Column Preprocessing
Data Type and Semantic Type
Kumo automatically detects column types for preprocessing, but you can manually adjust them as needed. If a mismatch is detected, Kumo will provide recommendations or alert you with an invalid data type error.
Ensure that the semantic type (Type
) aligns with the data type (Data Type
) to avoid inconsistencies.
Supported Column Types
Kumo supports preprocessing for the following data types:
-
Numerical – Integers and floats where numerical ordering is meaningful (e.g., product price, discount percentage).
-
Categorical – Single-token strings or booleans with a limited set of unique values (up to 4,000 by default), such as product type or subscription status.
-
Multi-Categorical – Comma-separated lists of categorical values (e.g., restaurant tags:
"vegetarian, italian, pickup_only"
). -
ID – Unique identifiers with no numerical meaning, such as customer IDs or product group numbers.
-
Text – Multi-token strings where semantic meaning is important (e.g., product descriptions, reviews).
-
Timestamp – Date/time values in a valid format (preferably ISO 8601 or epoch time). For Parquet data, ensure timestamps are correctly cast to a
DATE/TIME/TIMESTAMP
type. -
Embedding – Lists of equal-length floats, typically representations from AI models.
Unsupported Column Types
The following column types are not supported for preprocessing in Kumo. If needed, consider transforming them before ingestion:
-
Full URLs – Extract meaningful components (e.g., domain, path) and treat them as categorical values.
-
Lat/Long Coordinates – Convert to categorical geographic areas.
-
IP Addresses – Remove PII, extract high-level details (e.g., subnet), and treat as categorical elements.
-
Phone Numbers – Remove PII, extract relevant components (e.g., area code), and treat as categorical values.
Handling Nested or Complex Data
Kumo does not support nested schemas, arrays, or maps.
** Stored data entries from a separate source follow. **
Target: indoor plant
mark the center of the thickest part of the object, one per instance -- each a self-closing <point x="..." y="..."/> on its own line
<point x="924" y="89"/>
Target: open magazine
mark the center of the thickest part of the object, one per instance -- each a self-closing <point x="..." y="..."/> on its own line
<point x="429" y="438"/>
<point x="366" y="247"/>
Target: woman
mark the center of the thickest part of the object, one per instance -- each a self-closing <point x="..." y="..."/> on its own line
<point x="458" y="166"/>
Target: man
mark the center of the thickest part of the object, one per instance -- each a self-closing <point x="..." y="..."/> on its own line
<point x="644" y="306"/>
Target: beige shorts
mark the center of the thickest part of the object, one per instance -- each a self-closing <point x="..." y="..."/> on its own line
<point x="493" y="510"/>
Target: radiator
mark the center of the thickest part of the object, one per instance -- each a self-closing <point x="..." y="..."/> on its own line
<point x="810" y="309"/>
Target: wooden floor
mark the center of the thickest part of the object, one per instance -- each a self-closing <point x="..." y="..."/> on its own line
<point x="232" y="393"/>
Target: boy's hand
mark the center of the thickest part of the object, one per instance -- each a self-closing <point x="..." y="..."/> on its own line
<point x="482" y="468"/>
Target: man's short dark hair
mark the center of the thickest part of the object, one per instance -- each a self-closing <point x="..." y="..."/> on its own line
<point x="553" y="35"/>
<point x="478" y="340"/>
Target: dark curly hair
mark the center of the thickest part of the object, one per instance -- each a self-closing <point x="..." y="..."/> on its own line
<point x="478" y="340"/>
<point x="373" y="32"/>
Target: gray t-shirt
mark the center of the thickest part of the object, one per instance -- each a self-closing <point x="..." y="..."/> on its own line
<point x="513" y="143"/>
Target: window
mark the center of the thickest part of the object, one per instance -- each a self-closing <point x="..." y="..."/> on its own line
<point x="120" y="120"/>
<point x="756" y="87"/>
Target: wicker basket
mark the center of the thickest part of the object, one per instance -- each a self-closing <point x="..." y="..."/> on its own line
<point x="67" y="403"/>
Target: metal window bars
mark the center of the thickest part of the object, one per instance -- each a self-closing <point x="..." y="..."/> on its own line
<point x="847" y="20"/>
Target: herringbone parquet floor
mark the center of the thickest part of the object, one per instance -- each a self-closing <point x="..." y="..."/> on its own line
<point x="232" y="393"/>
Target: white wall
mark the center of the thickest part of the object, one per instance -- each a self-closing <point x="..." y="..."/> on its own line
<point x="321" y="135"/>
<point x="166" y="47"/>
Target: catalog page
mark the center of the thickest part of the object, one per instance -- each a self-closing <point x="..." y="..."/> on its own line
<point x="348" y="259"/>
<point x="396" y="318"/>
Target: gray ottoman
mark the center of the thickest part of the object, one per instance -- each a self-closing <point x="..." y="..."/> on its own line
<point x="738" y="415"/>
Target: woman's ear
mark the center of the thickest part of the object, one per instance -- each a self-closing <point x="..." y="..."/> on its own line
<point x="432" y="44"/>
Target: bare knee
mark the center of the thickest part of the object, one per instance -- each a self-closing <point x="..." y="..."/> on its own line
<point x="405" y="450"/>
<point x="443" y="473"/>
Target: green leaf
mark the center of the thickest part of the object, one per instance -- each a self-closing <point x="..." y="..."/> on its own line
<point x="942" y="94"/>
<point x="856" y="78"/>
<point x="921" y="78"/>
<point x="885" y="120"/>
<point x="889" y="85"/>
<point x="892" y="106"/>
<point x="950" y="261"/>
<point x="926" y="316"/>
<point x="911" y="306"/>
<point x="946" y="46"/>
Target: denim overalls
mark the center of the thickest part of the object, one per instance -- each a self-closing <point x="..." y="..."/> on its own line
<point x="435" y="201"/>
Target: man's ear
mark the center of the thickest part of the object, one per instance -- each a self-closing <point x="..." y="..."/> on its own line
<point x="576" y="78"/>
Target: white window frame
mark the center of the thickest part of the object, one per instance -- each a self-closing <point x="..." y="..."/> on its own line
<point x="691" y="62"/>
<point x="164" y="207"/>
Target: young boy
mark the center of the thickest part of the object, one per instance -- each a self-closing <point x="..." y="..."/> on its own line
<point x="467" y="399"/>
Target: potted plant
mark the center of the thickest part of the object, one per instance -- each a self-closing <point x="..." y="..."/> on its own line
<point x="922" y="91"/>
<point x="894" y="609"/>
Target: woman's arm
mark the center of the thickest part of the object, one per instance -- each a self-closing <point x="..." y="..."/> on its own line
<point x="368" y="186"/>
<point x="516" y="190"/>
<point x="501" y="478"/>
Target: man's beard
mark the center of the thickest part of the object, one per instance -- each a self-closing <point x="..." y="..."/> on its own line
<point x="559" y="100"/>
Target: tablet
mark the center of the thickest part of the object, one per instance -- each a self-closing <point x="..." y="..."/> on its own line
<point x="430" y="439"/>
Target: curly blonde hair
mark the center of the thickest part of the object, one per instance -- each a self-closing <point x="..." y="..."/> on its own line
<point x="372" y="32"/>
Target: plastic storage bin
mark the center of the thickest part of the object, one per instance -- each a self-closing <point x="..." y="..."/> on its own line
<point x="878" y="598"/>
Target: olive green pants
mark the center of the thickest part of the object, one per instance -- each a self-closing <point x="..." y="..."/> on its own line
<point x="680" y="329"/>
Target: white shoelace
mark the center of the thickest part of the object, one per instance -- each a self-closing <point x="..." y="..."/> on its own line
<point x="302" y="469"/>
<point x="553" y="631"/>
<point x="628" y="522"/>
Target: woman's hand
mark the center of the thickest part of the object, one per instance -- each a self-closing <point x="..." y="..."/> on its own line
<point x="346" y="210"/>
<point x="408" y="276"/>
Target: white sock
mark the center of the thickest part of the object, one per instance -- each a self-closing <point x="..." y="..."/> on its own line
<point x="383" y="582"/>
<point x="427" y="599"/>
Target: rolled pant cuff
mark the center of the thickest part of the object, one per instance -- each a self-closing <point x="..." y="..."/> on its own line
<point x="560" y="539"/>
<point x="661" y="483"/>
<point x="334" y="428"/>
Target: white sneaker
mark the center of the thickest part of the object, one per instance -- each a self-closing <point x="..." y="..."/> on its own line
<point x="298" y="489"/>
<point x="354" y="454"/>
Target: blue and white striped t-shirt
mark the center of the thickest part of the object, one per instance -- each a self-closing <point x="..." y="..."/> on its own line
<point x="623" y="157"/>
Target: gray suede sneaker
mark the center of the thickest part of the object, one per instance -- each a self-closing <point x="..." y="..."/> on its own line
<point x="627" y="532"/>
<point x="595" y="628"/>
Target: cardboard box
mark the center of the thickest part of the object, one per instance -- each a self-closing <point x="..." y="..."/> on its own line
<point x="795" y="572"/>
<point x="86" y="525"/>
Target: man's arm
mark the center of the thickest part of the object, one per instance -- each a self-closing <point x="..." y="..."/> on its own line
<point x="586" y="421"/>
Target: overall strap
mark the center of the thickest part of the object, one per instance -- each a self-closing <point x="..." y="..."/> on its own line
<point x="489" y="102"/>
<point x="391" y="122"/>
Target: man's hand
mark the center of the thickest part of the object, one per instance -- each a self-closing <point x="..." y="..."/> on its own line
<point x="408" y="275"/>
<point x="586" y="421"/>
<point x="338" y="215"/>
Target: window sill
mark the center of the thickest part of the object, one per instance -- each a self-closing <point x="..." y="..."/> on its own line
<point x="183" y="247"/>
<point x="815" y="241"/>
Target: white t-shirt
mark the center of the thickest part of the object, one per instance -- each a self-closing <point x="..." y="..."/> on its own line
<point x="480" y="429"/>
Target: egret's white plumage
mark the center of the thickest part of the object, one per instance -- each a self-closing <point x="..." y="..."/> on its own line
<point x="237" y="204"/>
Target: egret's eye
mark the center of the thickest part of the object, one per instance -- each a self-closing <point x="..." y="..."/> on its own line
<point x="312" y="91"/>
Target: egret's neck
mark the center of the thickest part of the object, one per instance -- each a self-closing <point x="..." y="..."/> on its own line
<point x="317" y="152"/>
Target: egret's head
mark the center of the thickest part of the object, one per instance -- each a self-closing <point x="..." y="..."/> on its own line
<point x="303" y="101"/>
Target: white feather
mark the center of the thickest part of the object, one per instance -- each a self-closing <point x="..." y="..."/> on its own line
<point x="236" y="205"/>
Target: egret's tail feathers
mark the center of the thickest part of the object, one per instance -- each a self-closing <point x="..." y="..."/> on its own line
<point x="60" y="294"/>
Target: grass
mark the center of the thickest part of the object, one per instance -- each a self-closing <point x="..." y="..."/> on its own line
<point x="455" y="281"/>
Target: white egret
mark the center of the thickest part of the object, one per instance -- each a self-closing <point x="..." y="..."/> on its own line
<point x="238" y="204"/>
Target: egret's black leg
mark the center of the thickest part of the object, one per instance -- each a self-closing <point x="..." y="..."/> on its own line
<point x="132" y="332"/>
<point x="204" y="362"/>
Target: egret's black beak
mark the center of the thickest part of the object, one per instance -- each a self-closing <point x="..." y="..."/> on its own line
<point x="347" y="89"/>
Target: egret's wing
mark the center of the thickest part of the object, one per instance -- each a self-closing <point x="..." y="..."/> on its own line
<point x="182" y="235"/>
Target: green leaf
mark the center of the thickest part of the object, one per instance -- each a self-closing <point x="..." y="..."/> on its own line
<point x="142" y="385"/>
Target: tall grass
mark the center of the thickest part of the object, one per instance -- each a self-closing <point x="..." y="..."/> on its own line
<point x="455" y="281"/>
To use such data, transform it into a string format:
Example: Converting an array to a string
Before: ["TV", "electronics", "promotion"]
After: "TV, electronics, promotion"
Column Properties
Primary Key Column
Each row should have a unique Primary key (e.g., user_id
). If duplicate rows share the same key, only one will be retained, and the rest will be dropped.
Create Date Column
The Create date column represents when a row was created or when the data became valid. This helps define training timelines and ensures predictions use the correct time-based data.
End Date Column
The end date column restricts training and predictions to a specific timeframe.
-
For temporal tasks, training will include only data valid within this timeframe.
-
For batch predictions, only rows where the Create date is on or before the prediction time and the End date is before the prediction time will be used.
Example Use Case: End Date for Product Availability If a product goes out of stock on a particular date, set End date to the column tracking this date.